Los datos analizados corresponden al periodo revisado entre el 1 marzo y 31 diciembre de 2020. “Las políticas que requieren el uso de mascarillas universales y restringen las comidas en los restaurantes en las instalaciones son componentes importantes de una estrategia integral para reducir la exposición y la transmisión del SARS-CoV-2″, mencionaron los firmantes del documento epidemiológico.

En palabras del autor principal del estudio de los CDC, el PhD. Gery Guy Jr., el efecto acumulativo/diario de disminución de casos va sumando “hasta ser bastante sustancial”. Sus declaraciones se dan en el siguiente contexto: considerando el inadecuado o nulo uso de las mascarillas, las cifras de muertes crecían en 2 o 3 puntos porcentuales. Aunque parece poco, el embate se siente a corto plazo y, además, esos números pequeños representan a centenares de pacientes.

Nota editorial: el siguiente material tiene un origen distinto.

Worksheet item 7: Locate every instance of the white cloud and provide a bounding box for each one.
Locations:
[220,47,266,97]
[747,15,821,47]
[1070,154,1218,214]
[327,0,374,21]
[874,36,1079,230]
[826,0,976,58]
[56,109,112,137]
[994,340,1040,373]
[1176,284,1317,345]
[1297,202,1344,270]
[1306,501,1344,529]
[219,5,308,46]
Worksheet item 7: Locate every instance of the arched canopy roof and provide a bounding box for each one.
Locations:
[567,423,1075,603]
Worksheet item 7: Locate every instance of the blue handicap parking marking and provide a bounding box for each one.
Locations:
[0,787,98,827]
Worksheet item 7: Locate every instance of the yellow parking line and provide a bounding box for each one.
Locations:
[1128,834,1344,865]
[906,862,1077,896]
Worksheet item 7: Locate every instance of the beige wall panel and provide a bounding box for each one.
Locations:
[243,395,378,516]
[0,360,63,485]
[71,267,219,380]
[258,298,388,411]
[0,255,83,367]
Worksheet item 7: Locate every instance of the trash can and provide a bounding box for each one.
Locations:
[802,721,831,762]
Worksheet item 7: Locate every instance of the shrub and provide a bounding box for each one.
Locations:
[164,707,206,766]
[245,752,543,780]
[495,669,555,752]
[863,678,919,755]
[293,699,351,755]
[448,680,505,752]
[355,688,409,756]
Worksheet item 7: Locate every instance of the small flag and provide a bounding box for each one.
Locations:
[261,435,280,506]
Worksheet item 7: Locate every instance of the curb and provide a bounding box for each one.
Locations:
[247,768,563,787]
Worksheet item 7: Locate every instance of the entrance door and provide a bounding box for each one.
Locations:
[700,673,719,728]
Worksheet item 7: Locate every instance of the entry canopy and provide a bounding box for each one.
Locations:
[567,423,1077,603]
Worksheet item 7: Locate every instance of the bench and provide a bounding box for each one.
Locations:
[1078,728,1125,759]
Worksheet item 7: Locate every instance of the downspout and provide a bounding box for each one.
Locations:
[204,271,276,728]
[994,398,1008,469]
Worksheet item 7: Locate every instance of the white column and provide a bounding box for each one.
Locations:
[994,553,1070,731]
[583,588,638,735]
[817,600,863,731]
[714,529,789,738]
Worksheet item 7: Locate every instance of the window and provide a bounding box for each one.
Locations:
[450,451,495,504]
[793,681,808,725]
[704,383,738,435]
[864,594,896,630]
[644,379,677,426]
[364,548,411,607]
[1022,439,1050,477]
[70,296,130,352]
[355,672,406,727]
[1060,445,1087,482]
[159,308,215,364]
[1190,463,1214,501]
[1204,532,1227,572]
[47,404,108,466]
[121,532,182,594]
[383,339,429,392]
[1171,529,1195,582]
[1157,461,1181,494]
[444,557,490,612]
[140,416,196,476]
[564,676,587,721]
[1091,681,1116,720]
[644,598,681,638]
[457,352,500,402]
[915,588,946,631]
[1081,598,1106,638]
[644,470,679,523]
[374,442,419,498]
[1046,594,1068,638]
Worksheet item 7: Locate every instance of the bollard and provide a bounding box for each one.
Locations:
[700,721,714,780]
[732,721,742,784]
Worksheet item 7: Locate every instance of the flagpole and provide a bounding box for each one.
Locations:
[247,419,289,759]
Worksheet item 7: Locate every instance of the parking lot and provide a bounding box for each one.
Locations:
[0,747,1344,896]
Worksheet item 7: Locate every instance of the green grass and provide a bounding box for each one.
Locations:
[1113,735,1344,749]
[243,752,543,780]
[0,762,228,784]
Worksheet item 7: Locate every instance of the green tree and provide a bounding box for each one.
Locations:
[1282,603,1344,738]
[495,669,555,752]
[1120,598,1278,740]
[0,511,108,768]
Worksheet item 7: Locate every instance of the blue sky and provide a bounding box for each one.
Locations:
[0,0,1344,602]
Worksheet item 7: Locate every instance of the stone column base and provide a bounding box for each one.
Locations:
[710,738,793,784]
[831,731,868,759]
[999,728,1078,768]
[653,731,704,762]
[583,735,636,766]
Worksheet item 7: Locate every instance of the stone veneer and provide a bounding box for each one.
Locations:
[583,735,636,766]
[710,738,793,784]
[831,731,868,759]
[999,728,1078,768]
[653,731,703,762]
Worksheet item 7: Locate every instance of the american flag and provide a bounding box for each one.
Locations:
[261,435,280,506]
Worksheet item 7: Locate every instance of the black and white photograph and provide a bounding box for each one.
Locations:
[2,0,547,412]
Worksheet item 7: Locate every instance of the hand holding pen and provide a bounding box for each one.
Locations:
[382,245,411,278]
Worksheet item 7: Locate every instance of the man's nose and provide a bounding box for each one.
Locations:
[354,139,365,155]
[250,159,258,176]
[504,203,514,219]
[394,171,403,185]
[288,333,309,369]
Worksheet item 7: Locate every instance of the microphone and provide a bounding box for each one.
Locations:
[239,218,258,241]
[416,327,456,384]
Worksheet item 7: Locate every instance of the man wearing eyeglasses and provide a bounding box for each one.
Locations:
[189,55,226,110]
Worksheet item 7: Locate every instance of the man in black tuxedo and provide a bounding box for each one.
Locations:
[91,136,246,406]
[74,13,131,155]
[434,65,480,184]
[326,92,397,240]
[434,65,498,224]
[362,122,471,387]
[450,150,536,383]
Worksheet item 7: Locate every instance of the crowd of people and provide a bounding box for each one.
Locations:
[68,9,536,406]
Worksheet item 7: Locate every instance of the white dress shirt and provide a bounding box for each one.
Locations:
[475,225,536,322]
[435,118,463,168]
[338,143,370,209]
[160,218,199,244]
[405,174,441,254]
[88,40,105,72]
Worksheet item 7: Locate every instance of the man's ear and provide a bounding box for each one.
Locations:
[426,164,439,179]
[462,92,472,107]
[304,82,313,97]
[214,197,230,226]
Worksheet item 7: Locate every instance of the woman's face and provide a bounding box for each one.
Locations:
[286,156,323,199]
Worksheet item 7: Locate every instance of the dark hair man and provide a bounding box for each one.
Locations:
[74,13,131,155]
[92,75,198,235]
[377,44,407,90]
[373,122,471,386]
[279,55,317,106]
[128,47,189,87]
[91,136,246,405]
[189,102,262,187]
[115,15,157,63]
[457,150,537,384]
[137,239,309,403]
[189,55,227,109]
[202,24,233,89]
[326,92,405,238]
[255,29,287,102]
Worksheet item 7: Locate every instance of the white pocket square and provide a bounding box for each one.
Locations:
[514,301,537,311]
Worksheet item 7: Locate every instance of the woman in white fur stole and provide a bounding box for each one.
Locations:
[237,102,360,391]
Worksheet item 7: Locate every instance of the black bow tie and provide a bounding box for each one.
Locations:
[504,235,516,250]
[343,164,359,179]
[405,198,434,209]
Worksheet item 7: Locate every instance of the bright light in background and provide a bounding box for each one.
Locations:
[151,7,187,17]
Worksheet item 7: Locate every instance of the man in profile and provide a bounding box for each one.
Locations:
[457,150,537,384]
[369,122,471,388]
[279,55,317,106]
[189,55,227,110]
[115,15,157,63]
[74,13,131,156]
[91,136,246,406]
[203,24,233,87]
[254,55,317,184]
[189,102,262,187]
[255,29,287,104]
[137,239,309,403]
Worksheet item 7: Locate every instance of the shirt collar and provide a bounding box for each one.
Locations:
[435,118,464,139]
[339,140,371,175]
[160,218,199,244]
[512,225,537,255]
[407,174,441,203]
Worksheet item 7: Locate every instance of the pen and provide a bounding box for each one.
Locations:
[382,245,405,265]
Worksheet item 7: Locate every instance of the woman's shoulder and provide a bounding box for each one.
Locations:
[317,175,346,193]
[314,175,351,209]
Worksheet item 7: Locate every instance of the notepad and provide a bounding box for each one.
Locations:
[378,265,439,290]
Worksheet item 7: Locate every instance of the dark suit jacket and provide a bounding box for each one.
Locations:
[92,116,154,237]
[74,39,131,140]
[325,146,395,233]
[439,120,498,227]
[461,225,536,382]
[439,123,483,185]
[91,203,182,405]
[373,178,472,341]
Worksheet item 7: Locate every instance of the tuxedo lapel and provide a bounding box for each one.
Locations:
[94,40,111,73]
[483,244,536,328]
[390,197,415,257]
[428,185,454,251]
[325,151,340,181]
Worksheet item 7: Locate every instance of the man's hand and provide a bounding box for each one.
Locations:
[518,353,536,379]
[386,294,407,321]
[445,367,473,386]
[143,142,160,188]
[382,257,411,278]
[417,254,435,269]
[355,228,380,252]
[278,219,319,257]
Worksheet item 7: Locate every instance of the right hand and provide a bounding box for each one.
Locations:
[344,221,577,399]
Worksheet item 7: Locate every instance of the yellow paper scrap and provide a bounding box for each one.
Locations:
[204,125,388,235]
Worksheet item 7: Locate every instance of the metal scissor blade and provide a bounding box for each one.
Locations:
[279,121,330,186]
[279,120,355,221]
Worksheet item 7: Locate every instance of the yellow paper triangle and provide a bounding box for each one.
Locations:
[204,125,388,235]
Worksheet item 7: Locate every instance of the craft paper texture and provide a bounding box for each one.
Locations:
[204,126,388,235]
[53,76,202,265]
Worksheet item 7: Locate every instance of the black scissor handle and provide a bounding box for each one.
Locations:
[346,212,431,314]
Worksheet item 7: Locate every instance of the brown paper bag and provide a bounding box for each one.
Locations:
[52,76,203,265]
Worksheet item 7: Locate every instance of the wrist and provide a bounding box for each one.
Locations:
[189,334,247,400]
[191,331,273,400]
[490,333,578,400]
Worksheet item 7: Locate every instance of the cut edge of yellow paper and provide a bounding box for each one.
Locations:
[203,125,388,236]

William Hanage, profesor asociado de epidemiología del Centro de Dinámica de Enfermedades Transmisibles en la Universidad de Harvard, quien no formó parte del proyecto, opinó que el presente trabajo sostiene argumentos “convincentes” de que hace falta controlar a los comensales en los restaurantes para enfrentar mejor la pandemia.

En total, durante el periodo del estudio, 3.076 locales de comida reabrieron en condados y tras un promedio de 40 días, las estadísticas desfavorecieron a esta actividad.

Estos 40 días exentos de observaciones críticas se explicarían, conforme a la entidad citada líneas atrás, por lo siguiente: una cantidad de dueños de restaurantes no habrían estado dispuestos a abrir sus negocios; o, viendo la otra cara de la moneda, la cautela y miedo de los clientes frenaron sus deseos de salir de casa para dirigirse a estos establecimientos.

Hanage agregó que siempre hay un retraso en el tiempo en que la gente se infecta y se enferma. A pesar de que los comensales no fallezcan dependiendo del grado de infección, contagiarían a otros que sí generarían síntomas mortales.

Sin embargo, hay que tomar en cuenta una dificultad, según los CDC: si se prohíbe comer en instalaciones externas, esa restricción podría tener un impacto en la economía y la industria de los alimentos. Ante ello, y como medida de solución, la agencia de salud recomienda “evaluar el efecto de una estrategia comunitaria”

“Con la aparición de variantes de COVID-19 más transmisibles, las medidas de mitigación de la comunidad son cada vez más importantes como parte de una estrategia más amplia para disminuir la exposición y reducir la transmisión del SARS-CoV-2″, recalcan los científicos.